Pour la vérité et pour l’histoire

La position du Bâtonnier Evens Fils, membre du Conseil Supérieur du Pouvoir judiciaire (CSPJ), sur la problématique de renouvellement du mandat des juges à la Cour de cassation.

 

  1. Du droit de se positionner
  1. Tout d’abord, le Bâtonnier Evens Fils se fait le devoir de répondre à une question sous-jacente : le Bâtonnier et membre du CSPJ a-t-il le droit de forger sa propre opinion sur une question de droit de portée nationale? La réponse est affirmative. Sur une question publique, dans une sphère de services publics, sa position peut être publiquement connue.  Loin d’être un magistrat en fonction, il n’a pas la vocation de juger les questions litigieuses de la République. Son droit de réserve ne s’applique pas aux théories de droit et aux doctrines juridiques auxquelles il adhère. Nul ne peut empêcher quelqu’un de déclarer publiquement : « La justice doit être impartiale et indépendante », qu’importe la fonction, le rang ou le grade que celui-ci occupe.
  2. En effet, aux vœux de l’article 40 de la loi de 2007 sur la Magistrature, même les Magistrats Chefs de juridiction en Haïti ont le droit de rendre publics des communiqués écrits sur l'état d'avancement des procédures pendantes devant leur juridiction. Ils peuvent informer l'opinion, y compris par des déclarations dans les médias, dans les limites de l’éthique de la magistrature. Les magistrats syndicalistes en sont la démonstration. De la même façon, l’actuel juge de la Cour Suprême des États-Unis, Stephen Breyer, ayant à son actif plus de 25 ans de carrière, a publié, durant sa fonction, ses opinions sur la démocratie et le mode d’interprétation moderne de la Constitution américaine.  Quant au Bâtonnier Franck Natali, actuel membre du Conseil de la Magistrature en France (CSM, équivalent du CSPJ en Haïti), avocat en exercice, il n’hésite jamais à défendre des questions de droit dans les tribunaux et en public, toujours est-il dans les limites de la discrétion de son assemblée collégiale et des affaires internes. Heureusement, le droit n’est pas le produit de l’imagination débridée des inventeurs incultes, ni de ceux qui sont étrangers à la rigueur scientifique et au positivisme juridique.

 

 À présent, sans autre digression, le bâtonnier porte en lui la certitude que :

  1. De la nécessité de combler la vacance à la Cour de cassation
  1. Il est évident que renouvellement du mandat des honorables juges de la Cour de cassation ou l’intégration de nouveaux juges est une préoccupation nationale. Sans le fonctionnement de la Cour de cassation, les garanties judiciaires s’effritent et les justiciables sont livrés à eux-mêmes. Le dysfonctionnement de la Cour de cassation est un acte flagrant de déni de justice et de destruction de l’idéal de l’État de droit.
  2. En outre, cette question républicaine transcende les intérêts privés et les clivages politiques. Chacun peut vouloir s’en approprier, mais la neutralité et l’objectivité qui commandent l’heure remettent cette question au-dessus de la mêlée et tranchent le débat.
  3. Néanmoins, si le débat portant sur la nécessité de renouveler les juges est indubitablement tranché, « comment renouveler le mandat des juges de la Cour de cassation ?» s’ouvre sur un nouveau débat au regard du constat du dysfonctionnement du Sénat impliquant, par voie de conséquence, l’inapplication de l’article 175 de la Constitution.

 

C. La prédominance des principes de droit en cas d’inapplication des lois.

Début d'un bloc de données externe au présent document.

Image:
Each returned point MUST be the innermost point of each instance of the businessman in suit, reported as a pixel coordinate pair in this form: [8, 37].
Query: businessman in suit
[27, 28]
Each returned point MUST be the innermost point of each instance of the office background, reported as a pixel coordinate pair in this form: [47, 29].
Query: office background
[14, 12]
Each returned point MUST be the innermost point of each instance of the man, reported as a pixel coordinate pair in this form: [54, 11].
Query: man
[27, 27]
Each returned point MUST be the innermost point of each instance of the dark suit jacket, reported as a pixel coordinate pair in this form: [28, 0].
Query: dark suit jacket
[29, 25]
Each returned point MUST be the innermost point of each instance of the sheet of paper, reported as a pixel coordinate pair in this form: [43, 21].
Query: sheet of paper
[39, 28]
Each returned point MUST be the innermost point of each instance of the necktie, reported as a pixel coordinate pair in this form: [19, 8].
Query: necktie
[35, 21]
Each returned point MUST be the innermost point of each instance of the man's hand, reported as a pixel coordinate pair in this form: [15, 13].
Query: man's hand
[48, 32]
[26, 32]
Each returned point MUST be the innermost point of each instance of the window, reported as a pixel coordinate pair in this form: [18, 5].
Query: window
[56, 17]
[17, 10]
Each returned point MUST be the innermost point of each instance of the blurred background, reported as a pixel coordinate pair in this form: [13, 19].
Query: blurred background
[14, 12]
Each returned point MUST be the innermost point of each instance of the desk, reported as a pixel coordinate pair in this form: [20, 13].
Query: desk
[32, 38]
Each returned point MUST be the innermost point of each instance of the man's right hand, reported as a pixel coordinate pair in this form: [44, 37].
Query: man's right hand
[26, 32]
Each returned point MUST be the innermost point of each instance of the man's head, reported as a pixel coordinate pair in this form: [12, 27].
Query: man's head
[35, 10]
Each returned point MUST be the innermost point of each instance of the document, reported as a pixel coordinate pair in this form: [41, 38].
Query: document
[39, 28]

  1. Avant de s’aventurer dans la recherche d’une piste de solution, il sied d’encadrer le débat et de substituer les principes qui gouvernent le droit aux textes de loi en veilleuse. Car, les textes de loi sont confectionnés au moyen des principes généraux de droit et des valeurs. Ces principes sont des règles de portée générale qui ne résultent d'aucun texte écrit ayant valeur juridique. Ils s'appliquent même en l'absence de texte en reconnaissance de leur valeur législative et même constitutionnelle. Si un texte peut devenir inapplicable par la force des choses, le principe général de droit dont il émane est intemporel et doit être impérativement respecté.
  2. S’il est urgent de combler la vacance à la Cour de cassation,  on ne peut non plus procéder par la violation des principes de droit et des valeurs républicaines. Droit au but : L’Exécutif ne doit point jouer le rôle qui a été attribué au Sénat. Généralement, trois acteurs interviennent dans le processus de nomination des juges de la Cour de cassation : Le Sénat, le CSPJ, l’Exécutif. Le premier confectionne la liste des juges (Art.  175 de la Constitution) assorti de leur enquête traditionnelle et débats ; le second donne son avis favorable (Art. 14 de la loi de 2007 sur la Magistrature) ; le dernier signe une nomination du nombre des juges qui lui sont soumis (Art. 175 de la Constitution). Le législateur a confié au Sénat (une assemblée d’élus représentant le peuple) ce rôle afin de limiter l’influence de l’Exécutif dans la nomination des juges et en garantir l’indépendance du Pouvoir Judicaire. Le Sénat est co-dépositaire de la Souveraineté nationale. C’est ce qui l’habilite à toucher partiellement au dossier d’un juge. Le Gouvernement ne doit ni préparer une liste de trois personnes par siège, ni soumettre de liste de juges à nommer à la Cour de cassation. Bénéficiant d’une légitimité indirecte, le Gouvernement, composé de personnalités nommées, ne peut s’attribuer des tâches exclusivement réservées à un pouvoir.
  3. Au fait, c’est une infamie, voire un sacrilège, qu’un juge dépose son dossier au Ministère de la Justice en vue de sa nomination. Peut-il déposer son dossier sans une lettre de couverture ? Que dira-t-il dans sa lettre de couverture ou requête ? Monsieur le Ministre, par la présente, je vous soumets ma candidature pour le poste vacant de juge à la Cour de cassation….et j’en passe.  Quel scandale ! Maintenant, le Magistrat, appelé à siéger dans la plus haute instance judiciaire, est livré aux caprices d’un ministre ? Quelle est l’utilité de ce dépôt de pièces au Ministère de la Justice si le magistrat n’est pas assujetti à une enquête préliminaire avant la confection de la liste ? Qu’est-ce qui empêchera ce Garde des Sceaux de convoquer tous les postulants à une rencontre extraordinaire au Ministère de la Justice, sous peine de voir leur nom rayé de la fameuse liste ? Puisque le CSPJ ne peut ni choisir ni classer des noms par siège ? Qui le fera en absence du Sénat ?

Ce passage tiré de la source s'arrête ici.